In 2007–08, Rennes again qualified for the Intertoto Cup by finishing 6th. After having done a huge recruitment (Jérôme Leroy, Sylvain Wiltord, Mickael Pagis, Rod Fanni), Rennes was considered as a challenger for this 2007–08 season. A strong start to the season had them in 3rd place in November, but a string of nine defeats saw them plummet down the table. The team reacted, however, and finished the season in 6th. As a consequence of those losses, Pierre Dréossi, the coach, vacated his coaching position, and Guy Lacombe was hired as coach. Dréossi remains in the staff as a general manager.

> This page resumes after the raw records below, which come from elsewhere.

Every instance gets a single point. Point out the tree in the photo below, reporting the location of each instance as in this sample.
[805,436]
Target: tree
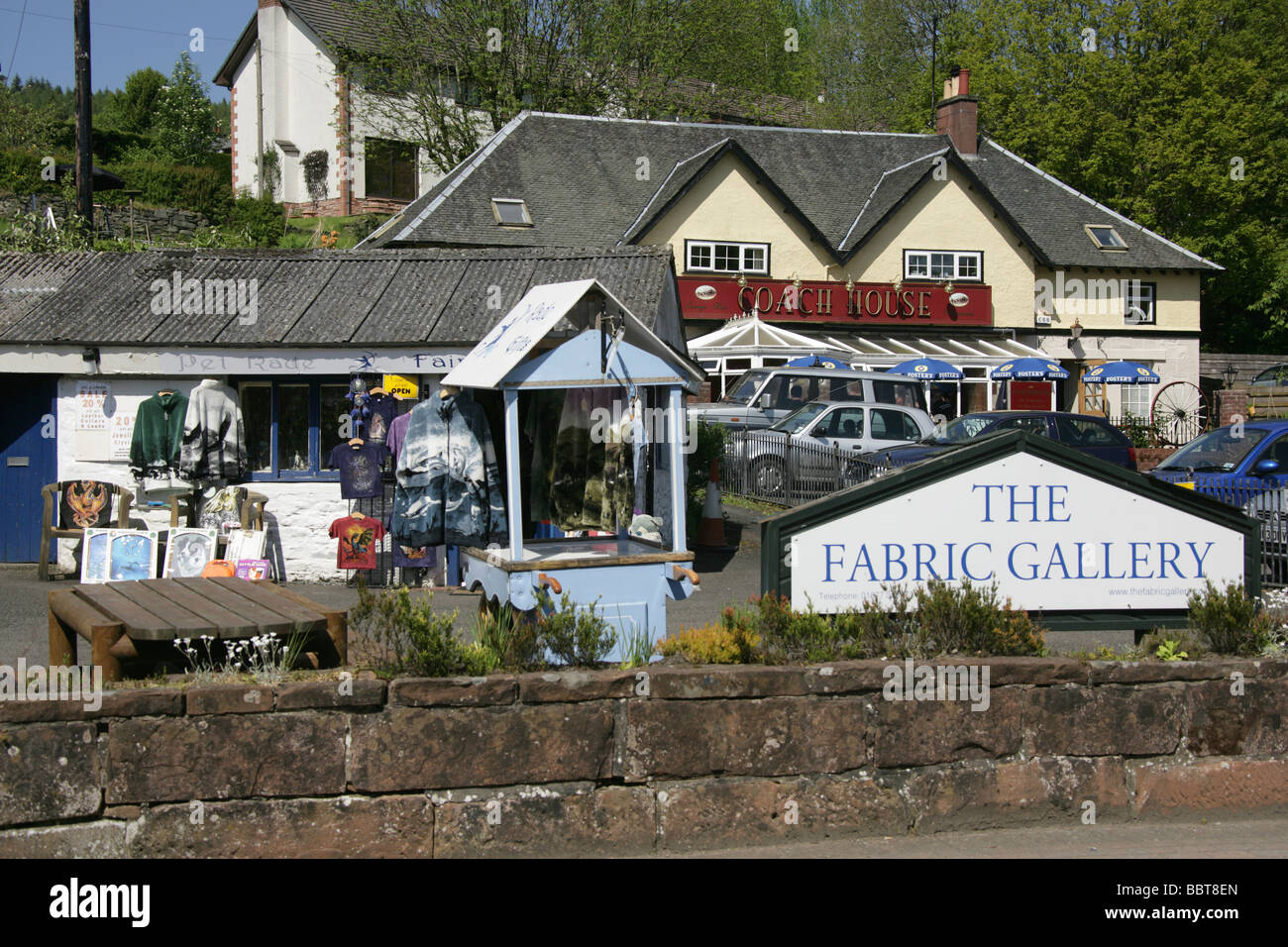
[184,120]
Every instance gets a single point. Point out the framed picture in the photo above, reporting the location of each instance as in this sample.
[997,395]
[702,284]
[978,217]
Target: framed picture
[94,556]
[187,552]
[132,554]
[253,569]
[245,544]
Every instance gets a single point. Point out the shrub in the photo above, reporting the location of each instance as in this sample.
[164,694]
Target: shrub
[1229,622]
[576,637]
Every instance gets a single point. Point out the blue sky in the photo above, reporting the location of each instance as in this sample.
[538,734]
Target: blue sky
[125,35]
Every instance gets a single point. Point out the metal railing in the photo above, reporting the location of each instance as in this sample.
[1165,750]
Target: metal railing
[767,466]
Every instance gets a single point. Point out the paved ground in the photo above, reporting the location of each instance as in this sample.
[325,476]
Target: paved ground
[1263,838]
[728,578]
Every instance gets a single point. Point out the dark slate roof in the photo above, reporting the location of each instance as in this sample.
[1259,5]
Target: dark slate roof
[579,175]
[310,298]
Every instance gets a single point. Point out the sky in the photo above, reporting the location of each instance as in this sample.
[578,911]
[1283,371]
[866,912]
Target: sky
[125,35]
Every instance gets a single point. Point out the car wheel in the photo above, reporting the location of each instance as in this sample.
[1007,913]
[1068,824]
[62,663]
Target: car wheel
[768,476]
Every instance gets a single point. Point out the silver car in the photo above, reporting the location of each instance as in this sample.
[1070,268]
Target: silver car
[812,447]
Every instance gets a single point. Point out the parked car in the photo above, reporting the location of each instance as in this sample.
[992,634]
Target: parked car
[1087,433]
[814,444]
[765,395]
[1233,463]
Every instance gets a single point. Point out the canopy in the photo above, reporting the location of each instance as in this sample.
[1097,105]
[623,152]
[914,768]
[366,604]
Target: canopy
[1029,369]
[1121,373]
[927,369]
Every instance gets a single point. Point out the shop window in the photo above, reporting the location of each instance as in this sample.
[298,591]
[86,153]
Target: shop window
[291,427]
[390,169]
[712,257]
[943,264]
[510,211]
[1106,237]
[1140,303]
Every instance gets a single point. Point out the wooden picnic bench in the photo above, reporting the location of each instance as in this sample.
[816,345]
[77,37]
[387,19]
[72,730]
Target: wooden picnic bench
[115,617]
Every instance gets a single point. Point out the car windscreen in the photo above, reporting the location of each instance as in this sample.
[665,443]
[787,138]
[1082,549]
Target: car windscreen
[799,420]
[746,385]
[961,429]
[1215,451]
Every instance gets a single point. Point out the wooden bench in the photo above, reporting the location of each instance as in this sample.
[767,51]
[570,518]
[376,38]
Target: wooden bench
[115,616]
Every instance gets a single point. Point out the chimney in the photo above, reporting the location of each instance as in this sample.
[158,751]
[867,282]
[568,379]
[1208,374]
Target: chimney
[957,114]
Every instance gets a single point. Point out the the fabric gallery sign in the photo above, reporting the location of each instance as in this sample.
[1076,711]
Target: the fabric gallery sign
[927,304]
[1051,538]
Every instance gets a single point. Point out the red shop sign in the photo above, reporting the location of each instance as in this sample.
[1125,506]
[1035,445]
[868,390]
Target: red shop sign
[780,300]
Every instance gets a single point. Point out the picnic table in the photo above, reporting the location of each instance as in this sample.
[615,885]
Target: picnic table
[115,617]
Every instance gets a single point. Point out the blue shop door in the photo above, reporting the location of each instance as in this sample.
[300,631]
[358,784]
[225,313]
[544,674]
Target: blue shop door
[29,460]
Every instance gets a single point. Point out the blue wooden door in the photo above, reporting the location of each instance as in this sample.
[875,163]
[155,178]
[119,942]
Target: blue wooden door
[29,460]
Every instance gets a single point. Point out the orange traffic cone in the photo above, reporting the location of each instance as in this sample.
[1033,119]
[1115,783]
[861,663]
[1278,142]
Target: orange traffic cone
[711,534]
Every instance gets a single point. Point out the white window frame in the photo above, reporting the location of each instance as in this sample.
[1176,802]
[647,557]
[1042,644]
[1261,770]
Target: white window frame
[523,206]
[709,245]
[957,275]
[1121,247]
[1147,290]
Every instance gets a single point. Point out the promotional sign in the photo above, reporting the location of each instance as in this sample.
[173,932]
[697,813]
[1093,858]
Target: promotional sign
[1051,538]
[883,304]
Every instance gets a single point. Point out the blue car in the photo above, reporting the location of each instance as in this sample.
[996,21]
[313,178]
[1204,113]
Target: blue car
[1234,463]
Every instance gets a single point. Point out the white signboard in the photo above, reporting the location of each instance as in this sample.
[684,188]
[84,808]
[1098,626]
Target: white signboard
[516,334]
[1051,538]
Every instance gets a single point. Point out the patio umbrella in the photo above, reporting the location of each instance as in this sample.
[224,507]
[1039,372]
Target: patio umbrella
[1028,369]
[1121,373]
[815,363]
[927,369]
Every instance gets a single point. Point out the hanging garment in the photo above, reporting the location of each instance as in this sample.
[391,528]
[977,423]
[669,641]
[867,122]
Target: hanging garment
[214,441]
[360,536]
[158,434]
[360,468]
[590,484]
[449,482]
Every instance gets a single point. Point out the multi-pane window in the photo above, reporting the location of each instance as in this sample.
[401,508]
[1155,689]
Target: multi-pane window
[713,257]
[390,169]
[291,427]
[943,264]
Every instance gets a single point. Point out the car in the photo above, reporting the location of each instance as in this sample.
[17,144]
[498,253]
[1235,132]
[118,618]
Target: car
[1234,464]
[761,397]
[812,444]
[1087,433]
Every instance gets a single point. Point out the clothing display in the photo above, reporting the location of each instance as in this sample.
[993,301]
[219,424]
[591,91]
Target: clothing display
[397,434]
[214,440]
[158,437]
[382,408]
[359,536]
[590,480]
[449,482]
[360,468]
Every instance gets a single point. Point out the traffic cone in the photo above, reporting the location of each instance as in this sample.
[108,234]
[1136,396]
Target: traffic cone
[711,534]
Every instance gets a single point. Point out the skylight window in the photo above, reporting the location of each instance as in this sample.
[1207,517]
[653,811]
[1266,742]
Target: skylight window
[510,211]
[1106,237]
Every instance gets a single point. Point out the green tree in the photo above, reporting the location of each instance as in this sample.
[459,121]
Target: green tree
[184,121]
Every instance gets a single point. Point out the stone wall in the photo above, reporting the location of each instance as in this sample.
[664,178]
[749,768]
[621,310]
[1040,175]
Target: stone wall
[634,762]
[149,223]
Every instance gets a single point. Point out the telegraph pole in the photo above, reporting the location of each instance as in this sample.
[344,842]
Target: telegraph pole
[84,118]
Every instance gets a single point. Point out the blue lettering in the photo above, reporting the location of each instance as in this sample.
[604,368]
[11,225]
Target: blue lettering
[1010,561]
[827,556]
[966,565]
[890,562]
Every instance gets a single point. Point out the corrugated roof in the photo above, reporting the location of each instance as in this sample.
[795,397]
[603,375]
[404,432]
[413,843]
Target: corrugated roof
[581,178]
[307,298]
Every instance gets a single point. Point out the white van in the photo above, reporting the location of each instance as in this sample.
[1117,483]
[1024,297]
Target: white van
[764,395]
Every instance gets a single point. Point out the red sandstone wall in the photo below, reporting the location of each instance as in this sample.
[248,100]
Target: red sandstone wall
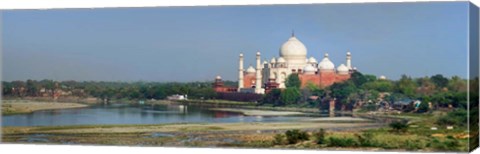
[313,78]
[248,80]
[327,78]
[341,78]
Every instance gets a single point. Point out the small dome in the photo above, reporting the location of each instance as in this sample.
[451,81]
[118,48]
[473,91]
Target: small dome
[312,60]
[293,48]
[326,64]
[309,68]
[342,68]
[250,69]
[273,60]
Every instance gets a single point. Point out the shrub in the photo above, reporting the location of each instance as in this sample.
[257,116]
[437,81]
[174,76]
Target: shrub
[399,126]
[279,139]
[294,136]
[341,142]
[366,139]
[449,144]
[320,136]
[413,145]
[457,117]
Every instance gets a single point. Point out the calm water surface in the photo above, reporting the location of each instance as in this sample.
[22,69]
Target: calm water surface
[125,114]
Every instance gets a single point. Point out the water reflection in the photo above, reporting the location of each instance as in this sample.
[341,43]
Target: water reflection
[137,114]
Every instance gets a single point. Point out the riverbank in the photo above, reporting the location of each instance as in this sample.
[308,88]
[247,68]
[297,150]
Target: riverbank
[25,106]
[241,105]
[188,134]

During the 2008–09 season, Rennes went on an 18-game unbeaten streak, only suffering a single loss, 1–0 away to Grenoble on 17 August 2008. The club eventually finished the season in 7th-place position. However, Rennes managed to reach the final of the prestigious Coup de France in 2009, facing En Avant de Guingamp. The match, a Breton derby, was played at Stade de France in Paris on 10 May, but Rennes missed its chance by losing 1–2.

Arguably still considering itself the leading Breton football club, Rennes decided in 2009 to found a new club tradition: the de facto national hymn of Brittany, the Bro Gozh ma Zadoù, will from September 2009 be played at the opening of each match at the Stade de la Route the Lorient.

To meet the 2010–11 season, Rennes started a process to regenerate its first team. An agreement to transfer Moussa Sow to Lille OSC was completed in June and the arrival of Georges Mandjeck, Onyekachi Apam, Victor Hugo Montano and Johann Carrasso was confirmed the same month. For the price of €6,5 Million, the successful Colombian forward Víctor Montaño was also drafted from Montpellier HSC, expected to add significant offensive strength. The Swedish defender Petter Hansson and the forward Jimmy Briand with 102 and 169 matches played for Stade Rennais, were sold to AS Monaco and Lyon respectively.